WM ohne Fangesänge
15. Oktober 2008Applaus gibt es gerade einmal, als die beiden Kontrahenten die Bühne betreten. Nach den Nationalhymnen und dem Eröffnungszug, den stellvertretend Ex-Wirtschaftsminister Werner Müller für den verhinderten WM-Schirmherren Peer Steinbrück ausführt, hört man aber nur noch vereinzeltes Getuschel der Zuschauer. Wie in einem Kinosaal sitzen die zahlreichen Schachbegeisterten am Dienstag (14.10.2008) in der Bonner Bundeskunsthalle bei der ersten der insgesamt zwölf anberaumten Partien und starren – scheinbar emotions- und teilnahmslos – auf die riesige Leinwand über den Spielern, auf der die aktuelle Stellung der Figuren schematisch dargestellt wird. Es ist das entscheidende Aufeinandertreffen des indischen Weltmeisters Viswanathan Anand und seines Herausforderers Wladimir Kramnik aus Russland um die Krone des Schach.
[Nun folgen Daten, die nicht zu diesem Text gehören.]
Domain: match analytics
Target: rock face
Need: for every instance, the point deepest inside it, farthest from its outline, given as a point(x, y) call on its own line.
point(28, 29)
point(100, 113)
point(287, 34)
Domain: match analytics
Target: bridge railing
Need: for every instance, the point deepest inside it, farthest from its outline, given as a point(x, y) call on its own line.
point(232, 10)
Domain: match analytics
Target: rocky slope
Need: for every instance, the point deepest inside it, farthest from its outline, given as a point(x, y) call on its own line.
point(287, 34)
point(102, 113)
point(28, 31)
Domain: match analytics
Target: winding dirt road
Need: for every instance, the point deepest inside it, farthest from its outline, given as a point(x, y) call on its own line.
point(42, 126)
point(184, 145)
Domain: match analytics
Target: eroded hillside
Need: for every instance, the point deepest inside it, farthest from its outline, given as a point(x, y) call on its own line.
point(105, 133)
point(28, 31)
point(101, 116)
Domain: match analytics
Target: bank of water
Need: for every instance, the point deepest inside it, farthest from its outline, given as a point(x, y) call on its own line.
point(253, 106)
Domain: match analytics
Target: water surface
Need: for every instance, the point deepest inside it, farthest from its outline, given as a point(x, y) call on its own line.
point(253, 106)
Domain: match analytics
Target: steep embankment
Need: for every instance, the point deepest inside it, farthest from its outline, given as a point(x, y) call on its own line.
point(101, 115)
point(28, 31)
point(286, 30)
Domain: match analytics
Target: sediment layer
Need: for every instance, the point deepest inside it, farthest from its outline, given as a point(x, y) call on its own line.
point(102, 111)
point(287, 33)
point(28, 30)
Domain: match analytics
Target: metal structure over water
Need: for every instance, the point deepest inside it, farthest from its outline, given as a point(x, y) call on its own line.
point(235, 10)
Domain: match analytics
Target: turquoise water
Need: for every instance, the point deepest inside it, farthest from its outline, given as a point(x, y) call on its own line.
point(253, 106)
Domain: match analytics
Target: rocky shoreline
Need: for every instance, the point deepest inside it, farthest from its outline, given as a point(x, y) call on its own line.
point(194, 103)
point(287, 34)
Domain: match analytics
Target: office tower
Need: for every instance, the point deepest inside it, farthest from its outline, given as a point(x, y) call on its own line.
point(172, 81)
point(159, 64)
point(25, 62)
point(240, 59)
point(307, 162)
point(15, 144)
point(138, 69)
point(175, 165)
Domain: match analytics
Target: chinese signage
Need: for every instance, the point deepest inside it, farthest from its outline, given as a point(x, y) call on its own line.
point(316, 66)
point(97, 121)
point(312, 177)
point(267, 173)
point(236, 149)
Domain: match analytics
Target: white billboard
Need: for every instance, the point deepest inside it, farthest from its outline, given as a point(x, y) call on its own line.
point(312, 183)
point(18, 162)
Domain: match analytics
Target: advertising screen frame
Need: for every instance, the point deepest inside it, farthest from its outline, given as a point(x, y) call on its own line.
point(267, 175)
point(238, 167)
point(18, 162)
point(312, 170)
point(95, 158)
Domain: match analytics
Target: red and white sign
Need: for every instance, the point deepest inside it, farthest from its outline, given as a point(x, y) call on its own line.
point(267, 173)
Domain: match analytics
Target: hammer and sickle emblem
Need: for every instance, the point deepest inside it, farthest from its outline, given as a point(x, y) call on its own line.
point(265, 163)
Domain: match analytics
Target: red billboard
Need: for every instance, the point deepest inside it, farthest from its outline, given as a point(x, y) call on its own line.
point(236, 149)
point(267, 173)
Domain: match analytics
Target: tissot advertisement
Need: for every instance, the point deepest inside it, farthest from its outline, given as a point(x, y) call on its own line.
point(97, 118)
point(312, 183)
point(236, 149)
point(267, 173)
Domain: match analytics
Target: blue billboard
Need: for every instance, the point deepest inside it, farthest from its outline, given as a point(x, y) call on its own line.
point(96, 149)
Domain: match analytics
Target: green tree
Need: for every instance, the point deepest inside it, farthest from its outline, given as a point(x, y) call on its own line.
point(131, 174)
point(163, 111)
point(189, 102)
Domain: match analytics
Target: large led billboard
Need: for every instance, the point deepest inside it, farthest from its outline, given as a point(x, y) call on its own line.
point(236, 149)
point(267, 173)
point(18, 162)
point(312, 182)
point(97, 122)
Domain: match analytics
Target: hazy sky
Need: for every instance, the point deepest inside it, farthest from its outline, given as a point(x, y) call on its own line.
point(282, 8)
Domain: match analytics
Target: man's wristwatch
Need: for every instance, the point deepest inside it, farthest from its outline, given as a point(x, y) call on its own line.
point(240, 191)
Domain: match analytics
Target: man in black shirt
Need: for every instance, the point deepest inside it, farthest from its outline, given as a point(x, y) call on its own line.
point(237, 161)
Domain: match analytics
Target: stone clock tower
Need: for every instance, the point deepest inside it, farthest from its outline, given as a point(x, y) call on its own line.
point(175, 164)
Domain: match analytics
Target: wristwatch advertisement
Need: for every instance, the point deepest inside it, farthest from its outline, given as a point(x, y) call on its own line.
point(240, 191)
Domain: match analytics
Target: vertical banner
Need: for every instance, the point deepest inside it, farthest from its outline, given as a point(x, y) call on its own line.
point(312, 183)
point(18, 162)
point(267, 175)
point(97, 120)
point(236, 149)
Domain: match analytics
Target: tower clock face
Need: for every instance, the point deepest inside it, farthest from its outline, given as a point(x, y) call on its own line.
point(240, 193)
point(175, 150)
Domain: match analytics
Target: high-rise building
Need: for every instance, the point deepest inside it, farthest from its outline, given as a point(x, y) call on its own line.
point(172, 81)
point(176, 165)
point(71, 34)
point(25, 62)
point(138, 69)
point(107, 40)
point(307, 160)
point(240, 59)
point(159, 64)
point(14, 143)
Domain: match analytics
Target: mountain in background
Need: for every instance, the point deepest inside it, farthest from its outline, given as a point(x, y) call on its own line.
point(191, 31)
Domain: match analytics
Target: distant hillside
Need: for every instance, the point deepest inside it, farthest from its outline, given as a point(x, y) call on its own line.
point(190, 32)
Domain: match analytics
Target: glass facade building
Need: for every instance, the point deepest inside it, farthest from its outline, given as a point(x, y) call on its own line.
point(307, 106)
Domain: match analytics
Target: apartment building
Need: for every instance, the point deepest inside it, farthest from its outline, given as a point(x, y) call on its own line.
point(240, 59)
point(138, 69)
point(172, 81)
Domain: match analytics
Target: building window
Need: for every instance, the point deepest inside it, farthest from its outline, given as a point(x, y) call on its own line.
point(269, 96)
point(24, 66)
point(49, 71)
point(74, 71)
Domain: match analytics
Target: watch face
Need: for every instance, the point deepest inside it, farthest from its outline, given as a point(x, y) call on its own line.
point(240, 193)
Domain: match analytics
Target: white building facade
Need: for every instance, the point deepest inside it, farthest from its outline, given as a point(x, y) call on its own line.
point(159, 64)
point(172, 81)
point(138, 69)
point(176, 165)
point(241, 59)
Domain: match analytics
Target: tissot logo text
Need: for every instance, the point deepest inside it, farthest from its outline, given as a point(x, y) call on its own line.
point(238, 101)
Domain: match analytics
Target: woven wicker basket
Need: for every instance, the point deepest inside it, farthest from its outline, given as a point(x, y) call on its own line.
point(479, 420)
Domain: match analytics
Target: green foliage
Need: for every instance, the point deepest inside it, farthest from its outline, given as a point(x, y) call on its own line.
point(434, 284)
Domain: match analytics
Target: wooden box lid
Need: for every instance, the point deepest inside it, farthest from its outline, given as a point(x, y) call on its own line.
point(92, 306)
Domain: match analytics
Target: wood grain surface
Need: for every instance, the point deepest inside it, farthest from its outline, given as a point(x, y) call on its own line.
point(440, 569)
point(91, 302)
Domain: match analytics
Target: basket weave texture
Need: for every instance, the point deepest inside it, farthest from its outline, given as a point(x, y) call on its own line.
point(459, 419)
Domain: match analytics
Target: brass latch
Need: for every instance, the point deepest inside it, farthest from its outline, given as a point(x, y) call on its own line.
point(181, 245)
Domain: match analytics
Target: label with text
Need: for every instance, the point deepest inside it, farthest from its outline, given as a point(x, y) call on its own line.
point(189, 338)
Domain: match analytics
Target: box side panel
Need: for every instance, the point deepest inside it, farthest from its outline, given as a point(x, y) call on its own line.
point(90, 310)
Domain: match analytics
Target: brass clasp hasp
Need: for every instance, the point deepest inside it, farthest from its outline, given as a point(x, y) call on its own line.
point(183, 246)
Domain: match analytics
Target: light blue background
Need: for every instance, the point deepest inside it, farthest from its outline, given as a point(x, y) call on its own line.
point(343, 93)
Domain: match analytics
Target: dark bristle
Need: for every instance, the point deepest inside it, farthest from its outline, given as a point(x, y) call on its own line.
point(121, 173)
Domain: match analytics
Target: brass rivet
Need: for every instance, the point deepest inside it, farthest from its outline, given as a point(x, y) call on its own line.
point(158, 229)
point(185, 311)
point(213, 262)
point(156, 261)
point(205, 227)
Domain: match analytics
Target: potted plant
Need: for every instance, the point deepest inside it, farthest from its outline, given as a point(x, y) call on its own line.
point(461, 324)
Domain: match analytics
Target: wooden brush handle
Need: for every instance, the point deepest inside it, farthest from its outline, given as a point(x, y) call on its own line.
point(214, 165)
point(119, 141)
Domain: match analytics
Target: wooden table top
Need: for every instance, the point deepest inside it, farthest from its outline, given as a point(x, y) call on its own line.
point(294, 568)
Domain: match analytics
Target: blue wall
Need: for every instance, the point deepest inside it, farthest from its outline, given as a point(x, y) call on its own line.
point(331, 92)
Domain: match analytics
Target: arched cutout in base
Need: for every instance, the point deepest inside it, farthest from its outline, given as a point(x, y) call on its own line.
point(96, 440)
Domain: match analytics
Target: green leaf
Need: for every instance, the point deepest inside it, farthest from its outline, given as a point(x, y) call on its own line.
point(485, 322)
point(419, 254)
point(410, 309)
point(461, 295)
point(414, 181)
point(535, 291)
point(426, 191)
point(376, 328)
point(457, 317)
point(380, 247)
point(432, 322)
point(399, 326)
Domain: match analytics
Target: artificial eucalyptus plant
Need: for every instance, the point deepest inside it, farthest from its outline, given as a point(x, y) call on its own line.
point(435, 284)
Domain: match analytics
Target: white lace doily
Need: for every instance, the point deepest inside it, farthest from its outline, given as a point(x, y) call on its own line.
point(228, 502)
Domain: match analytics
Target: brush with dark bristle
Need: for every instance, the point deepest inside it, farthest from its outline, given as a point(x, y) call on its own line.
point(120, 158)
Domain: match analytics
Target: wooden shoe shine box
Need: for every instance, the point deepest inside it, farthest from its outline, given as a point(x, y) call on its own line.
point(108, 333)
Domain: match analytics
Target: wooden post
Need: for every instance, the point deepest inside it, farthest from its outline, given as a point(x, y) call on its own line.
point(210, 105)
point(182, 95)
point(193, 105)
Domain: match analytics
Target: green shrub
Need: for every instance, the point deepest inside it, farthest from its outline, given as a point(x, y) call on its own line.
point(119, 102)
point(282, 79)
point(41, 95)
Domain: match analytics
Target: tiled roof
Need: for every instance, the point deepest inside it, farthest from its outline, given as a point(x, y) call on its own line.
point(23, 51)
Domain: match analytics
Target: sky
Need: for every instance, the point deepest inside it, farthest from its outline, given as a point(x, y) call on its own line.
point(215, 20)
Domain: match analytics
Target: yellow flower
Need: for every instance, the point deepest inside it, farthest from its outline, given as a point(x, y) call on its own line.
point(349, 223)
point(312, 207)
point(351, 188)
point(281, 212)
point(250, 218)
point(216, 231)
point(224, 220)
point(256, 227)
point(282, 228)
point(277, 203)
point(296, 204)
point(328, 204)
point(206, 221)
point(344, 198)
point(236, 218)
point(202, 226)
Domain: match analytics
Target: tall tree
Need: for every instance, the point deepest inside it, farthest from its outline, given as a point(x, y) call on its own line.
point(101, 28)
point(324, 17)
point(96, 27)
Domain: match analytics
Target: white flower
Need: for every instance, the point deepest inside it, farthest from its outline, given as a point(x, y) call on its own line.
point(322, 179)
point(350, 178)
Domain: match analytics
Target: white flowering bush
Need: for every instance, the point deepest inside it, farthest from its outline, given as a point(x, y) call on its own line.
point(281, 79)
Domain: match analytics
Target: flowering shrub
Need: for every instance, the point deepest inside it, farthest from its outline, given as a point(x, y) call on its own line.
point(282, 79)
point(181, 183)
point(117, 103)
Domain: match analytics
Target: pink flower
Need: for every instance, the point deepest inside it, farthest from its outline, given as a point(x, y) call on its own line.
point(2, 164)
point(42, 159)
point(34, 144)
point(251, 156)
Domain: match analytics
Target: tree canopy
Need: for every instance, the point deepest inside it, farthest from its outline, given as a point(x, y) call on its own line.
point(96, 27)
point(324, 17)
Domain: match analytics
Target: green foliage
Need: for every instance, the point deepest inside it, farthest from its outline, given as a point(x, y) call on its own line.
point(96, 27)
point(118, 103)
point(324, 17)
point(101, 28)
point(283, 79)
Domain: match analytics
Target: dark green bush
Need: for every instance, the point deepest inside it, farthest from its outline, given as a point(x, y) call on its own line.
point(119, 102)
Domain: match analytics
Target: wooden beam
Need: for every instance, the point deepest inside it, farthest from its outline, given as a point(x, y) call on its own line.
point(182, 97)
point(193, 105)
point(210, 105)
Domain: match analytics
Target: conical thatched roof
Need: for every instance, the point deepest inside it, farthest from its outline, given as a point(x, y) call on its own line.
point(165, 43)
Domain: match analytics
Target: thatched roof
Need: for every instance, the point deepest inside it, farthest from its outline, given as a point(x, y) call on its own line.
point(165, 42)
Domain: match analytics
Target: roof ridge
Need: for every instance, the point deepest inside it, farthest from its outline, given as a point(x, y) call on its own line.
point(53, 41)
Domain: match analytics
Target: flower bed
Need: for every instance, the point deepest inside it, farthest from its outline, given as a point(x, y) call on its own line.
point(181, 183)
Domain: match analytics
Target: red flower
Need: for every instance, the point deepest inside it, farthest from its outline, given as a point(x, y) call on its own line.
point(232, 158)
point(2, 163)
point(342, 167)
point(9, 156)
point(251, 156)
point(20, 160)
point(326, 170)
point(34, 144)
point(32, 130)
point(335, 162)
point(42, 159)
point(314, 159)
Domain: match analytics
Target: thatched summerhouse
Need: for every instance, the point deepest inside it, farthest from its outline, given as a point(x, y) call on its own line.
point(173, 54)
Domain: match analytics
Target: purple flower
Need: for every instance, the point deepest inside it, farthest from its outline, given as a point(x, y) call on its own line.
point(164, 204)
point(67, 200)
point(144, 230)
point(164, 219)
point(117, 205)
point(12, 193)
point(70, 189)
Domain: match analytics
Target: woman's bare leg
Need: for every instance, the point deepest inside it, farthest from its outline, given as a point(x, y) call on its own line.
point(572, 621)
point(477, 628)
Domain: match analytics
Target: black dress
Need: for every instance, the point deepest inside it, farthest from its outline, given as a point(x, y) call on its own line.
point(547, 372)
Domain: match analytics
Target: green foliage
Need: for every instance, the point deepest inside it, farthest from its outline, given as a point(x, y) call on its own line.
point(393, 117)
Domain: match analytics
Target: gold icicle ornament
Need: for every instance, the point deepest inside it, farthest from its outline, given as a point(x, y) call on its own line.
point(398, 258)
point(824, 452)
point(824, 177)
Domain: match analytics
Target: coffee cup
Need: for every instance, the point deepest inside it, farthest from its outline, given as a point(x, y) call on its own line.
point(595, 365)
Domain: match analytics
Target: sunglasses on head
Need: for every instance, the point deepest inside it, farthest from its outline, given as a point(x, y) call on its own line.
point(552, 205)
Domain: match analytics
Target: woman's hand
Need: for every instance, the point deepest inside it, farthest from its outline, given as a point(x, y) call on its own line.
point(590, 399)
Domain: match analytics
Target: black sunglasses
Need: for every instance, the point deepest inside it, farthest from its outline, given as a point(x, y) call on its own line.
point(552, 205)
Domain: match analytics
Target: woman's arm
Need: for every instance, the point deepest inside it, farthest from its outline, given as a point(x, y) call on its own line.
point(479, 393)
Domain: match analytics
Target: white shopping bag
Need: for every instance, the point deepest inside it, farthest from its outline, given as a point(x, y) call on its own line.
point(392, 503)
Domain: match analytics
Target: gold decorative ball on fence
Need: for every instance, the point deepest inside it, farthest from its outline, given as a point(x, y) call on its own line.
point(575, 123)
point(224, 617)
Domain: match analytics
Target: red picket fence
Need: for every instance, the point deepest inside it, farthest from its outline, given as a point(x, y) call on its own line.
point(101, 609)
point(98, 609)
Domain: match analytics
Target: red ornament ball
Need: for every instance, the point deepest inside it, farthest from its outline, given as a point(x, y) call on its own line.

Beim Schach spielt sich die Begeisterung der Fans eben im Kopf ab. "Das Spannende beim Zuschauen ist doch zu überlegen, welchen Zug man selbst als nächstes tun würde und dann bestätigt zu werden – oder eben nicht", erklärt Frithjow Wahl. Das würde die Stille im Zuschauerraum erklären: Massenkonzentration. Wahl kommt an diesem Dienstagnachmittag mit seiner Frau Hedi zur WM. Beide spielen schon seit 60 Jahren Schach, sagen sie. "Wir sind schon viel in der Welt herumgekommen", fahren sie fort, "und überall kamen wir durch das Schachspiel mit den verschiedensten Leuten in Kontakt."
Nichts ist zufällig
Auf dem Boden des Foyers der Bundeskunsthalle ist ein großes Schachfeld aufgemalt. Darauf stehen fast kniehohe Figuren aus Plastik. Michael Senkowski und Johannes Florstedt spielen hier noch eine Partie, bevor sie auch in die Halle gehen. Der 27-jährige Senkowski ist Turnierleiter beim Godesberger Schach-Klub, sein Gegenüber Johannes ist erst elf und spielt für die Godesberger Jugendmannschaft. "Fußball habe ich auch einmal probiert", sagt er, "aber Schach hat mir eben mehr Spaß gemacht."
Laut Senkowski hat Schach auch einen großen Vorteil gegenüber dem Fußball: "Beim Schach gibt es keine Abpraller", meint er. "Was ich damit sagen will ist, dass bei unserem Sport nichts dem Zufall überlassen ist. Und ja, Schach ist ein Sport", fügt er hinzu. Schließlich lerne man beim Schach Komponenten wie Teamfähigkeit oder Kameradschaft genauso wie in anderen Sportarten. Training gebe es ebenfalls und die physische Anstrengung bei einer Partie sei nicht zu unterschätzen.
Das Brett muss brennen
Wahrscheinlich war es weniger die körperliche Anstrengung als Taktik, dass der 33-jährige Kramnik nach zwölf Zügen bereits zum zweiten Mal die Bühne für einige Minuten verließ und den fünf Jahre älteren Anand alleine am Brett zurückließ. Kurze Zeit später setzt auch unter den Zuschauern ein Kommen und Gehen ein – vielleicht, weil einige die Partie zu langatmig finden.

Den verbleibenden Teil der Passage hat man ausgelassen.